[VEE] A Lightweight VMM on Many Core for High Performance Computing

티스토리 뷰

논문 요약

[VEE] A Lightweight VMM on Many Core for High Performance Computing

덕쑤 2013. 3. 28. 15:23

이논문을 읽은 이유는 가상화 기술은 서버에서 더 일찍 활용되어 왔기 때문에 서버에서의 가상화 발전 흐름을 보고 동일하게 임베디드 시스템에서 적용 가능한 아이디어 있을지도 모른다고

VEE 2013

A Lightweight VMM on Many Core for High Performance Computing Xi’an Jiaotong University, China

adstract

전통적인 VMM 디바이스나 instruction을 가상화한다. 이는 게스트 운영체제의 오버해드를 유도한다. 게다가 가상화 VMM은 많은 양의 코드를 야기한다. 이는 VMM의 버그나 취약점을 유발한다. // VMM의 많은양의 코드로 인한문제 발생

다른 한편으로는 클라우드 컴퓨터에서 클라우드 서비스 제공업체는 사전에 고객 지정 요구 사항에 따라 가상머신을 구성합니다. 향후 멀티 코어 서버가 충분히 증가하면 이는 클아우드 컴퓨팅에 대한 편의를 제공하지만 가상화가 필요하지 않습니다.

위의 관찰 에 근거하여 이 논문은 VMM을 구축하기 위한 다른 방법을 제시한다. configuring a booting interface instead of virtualization technology. A lightweight virtual machine monitor - OSV is proposed based on this idea. OSV can host multiple full functional Linux kernels with little performance overhead. There are only 6 hyper-calls in OSV. The Linux running on top of OSV is intercepted only for the inter-processor interrupts. 자원의 격리는 하드웨어 보조 가상화로 구현한다. 자원 공유는 현쟈 운영체제에 포함된 분산 프로토콜에 의해 제어된다.

We implement a prototype of OSV on AMD Opteron processor based 32-core servers with SVM and cache-coherent NUMA architectures. OSV can host up to 8 Linux kernels on the server with less than 10 lines of code modifications to Linux kernel.OSV has about 8000 lines of code which can be easily tuned and debugged. The experiment results show that OSV VMM has 23.7% performance improvement compared with Xen VMM. // 결론은 하드웨어의 가상화 지원을 이용하여 VMM의 크기를 줄여서 성능향상의 효과를 노린다.

아 지랄 맞다 1 ~ 3.3 까지 번역한거 날라 갔다 니미럴

3.4 Virtual Network Inter face

가상머신간 서로 의사 소통을 할 수 있게 하기 위하여, VMM은 virtual network interfaces를 제공해야한다. 가상머신들은 서로 표준 분산 프로토콜 를 사용하여 커뮤니케이션을 할수 있다 가상 네트워크 인터페이스 안에서 예를 들어 가상 머신들은 파일을 공유한다 NFS 가상 네트워크 인터페이스를 통하여 기존 분산처리 프롵콜을 사용하는 어플리케이션은 OSV에서 수정없이 사용이 가능하다. This can keep compatible with current computing base.
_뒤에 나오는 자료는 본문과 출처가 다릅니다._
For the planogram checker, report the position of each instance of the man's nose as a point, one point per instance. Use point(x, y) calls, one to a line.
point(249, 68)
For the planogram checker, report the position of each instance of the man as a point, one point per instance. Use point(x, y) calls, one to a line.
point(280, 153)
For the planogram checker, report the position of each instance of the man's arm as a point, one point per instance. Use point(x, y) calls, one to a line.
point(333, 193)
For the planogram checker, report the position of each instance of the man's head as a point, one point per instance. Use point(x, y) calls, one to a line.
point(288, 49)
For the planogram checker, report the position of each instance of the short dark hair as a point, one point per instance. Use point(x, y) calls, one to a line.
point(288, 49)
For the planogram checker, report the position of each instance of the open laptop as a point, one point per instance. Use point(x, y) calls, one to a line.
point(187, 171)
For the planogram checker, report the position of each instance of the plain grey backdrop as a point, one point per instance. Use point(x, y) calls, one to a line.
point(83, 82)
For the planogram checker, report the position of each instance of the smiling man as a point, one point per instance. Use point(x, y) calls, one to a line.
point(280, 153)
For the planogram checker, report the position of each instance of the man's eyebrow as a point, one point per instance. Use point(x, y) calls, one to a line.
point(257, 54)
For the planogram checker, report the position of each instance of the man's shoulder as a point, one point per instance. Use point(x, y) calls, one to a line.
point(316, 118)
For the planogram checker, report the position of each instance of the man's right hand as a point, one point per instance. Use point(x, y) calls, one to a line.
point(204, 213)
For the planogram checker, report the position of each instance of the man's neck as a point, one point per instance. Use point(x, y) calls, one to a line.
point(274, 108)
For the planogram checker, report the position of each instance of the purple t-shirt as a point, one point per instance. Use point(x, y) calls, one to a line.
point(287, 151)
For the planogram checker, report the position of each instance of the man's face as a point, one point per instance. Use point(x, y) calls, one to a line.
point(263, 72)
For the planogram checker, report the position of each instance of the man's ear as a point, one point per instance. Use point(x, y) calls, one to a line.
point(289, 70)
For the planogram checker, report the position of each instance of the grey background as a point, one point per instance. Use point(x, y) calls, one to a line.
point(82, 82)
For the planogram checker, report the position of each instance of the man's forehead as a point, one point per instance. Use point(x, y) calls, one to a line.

There is a virtual network interface card(VNIC) for each virtual domain. Each VNIC has a private memory queue for receiving data packets. When the network code of the operating system submits a packet to the VNIC, the packet will be forwarded to the corresponding memory queue of the VNIC whose hardware address matches the packet’s destination. When receiving a packet, the VNIC passes the packet to the network stack code. These memory operations for processing the packet are all done by the operating system without the interception of the VMM which can increase the performance of the network stack. VNIC is provided as a driver module which can be installed in Linux without modifying Linux’s source code.

// VNIC는 모듈러 프로그래밍으로 하여 리눅스 수정이 필요없고 가상 네트워크로 가상머신 끼리 통신 하므로 VMM이 개입할 필요하 없다.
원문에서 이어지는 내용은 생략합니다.